Google Chrome on Windows 10 will finally support themed titlebars
The window control buttons (minimize, full screen, close) in Windows have gone through a number of design changes over the years. Each change was implemented as part of a certain design language from the team at Microsoft. When something like this changes from one version of Windows to another though, it can have some negative impacts on custom themes that other applications use. So for a while now, if you themed the Chrome title bar in Windows 10 it would actually change the aging window control buttons from Windows 7. However, that is changing now that Google’s engineers have merged this new commit to enable it by default.

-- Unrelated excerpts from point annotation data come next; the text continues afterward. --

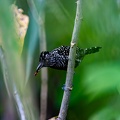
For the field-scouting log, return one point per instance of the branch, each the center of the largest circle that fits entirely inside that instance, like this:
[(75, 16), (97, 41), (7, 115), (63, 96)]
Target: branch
[(6, 80), (40, 18), (71, 63)]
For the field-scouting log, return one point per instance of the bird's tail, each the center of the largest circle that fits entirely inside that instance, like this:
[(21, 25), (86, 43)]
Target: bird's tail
[(92, 50)]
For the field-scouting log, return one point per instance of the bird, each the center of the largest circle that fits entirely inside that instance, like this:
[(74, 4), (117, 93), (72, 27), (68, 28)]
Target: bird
[(58, 57)]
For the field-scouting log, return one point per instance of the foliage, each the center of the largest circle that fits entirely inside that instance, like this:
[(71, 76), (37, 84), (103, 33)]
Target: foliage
[(96, 86)]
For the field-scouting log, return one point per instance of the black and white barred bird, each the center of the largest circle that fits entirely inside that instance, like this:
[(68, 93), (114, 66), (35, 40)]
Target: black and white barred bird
[(58, 58)]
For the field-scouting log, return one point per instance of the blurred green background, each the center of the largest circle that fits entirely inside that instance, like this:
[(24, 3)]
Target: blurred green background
[(96, 84)]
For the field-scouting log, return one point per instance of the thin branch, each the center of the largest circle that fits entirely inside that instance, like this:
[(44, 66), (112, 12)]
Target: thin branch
[(6, 79), (40, 18), (71, 63)]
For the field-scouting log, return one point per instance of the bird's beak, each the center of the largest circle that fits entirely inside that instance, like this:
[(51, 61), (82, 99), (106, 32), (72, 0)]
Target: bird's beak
[(38, 68)]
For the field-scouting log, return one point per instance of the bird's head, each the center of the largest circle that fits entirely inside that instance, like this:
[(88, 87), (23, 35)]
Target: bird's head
[(43, 60)]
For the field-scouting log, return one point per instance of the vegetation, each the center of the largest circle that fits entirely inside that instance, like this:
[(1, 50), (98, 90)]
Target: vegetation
[(96, 82)]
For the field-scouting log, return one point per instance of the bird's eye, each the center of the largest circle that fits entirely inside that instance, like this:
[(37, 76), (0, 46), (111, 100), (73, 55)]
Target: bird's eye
[(46, 60)]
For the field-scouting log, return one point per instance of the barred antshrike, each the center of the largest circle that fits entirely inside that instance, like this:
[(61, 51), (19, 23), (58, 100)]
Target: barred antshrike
[(58, 58)]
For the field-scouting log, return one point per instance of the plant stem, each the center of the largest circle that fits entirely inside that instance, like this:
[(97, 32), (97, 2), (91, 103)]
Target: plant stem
[(71, 63), (14, 89), (40, 18)]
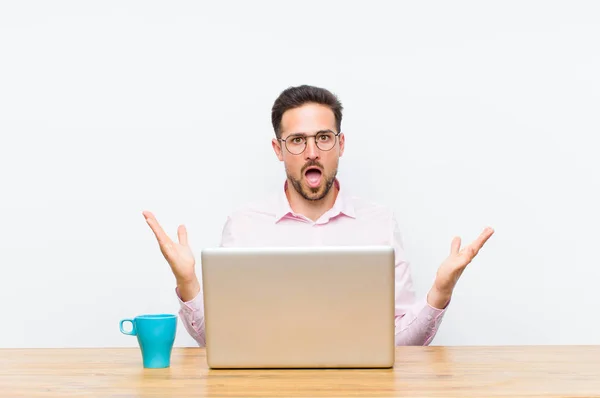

Those who enjoy a themed title bar on Chrome have been experiencing this issue since Microsoft moved away from the old style of window control buttons in Windows 7. So for years, people were forced to continue using that old style if they wanted to apply a title bar theme in the browser. However, about a year ago in the Canary build of version 58 of Chrome, some people within the community found a workaround to fix the issue. You could either add a special flag when launching the Chrome.exe file or you could toggle the new feature using the hidden flag chrome://flags/#windows10-custom-titlebar.
Once enabled, you could then apply a title bar theme and it would continue using the Windows 10 style control buttons that many prefer. As with most beta features that get introduced into the Canary build of Chrome, this hidden flag slowly made its way into the stable build with fans of title bar themes opting to enable it almost instantly. It looks as if Google is finally confident with its current iteration as a new commit has been merged that tells us Windows 10 Custom Titlebar feature flag will be enabled by default.
So for anyone who has stopped using Chrome’s custom title bar theme feature because of this issue, you can rest assured that you can use your favorite themes without needing to toggle a hidden Chrome flag.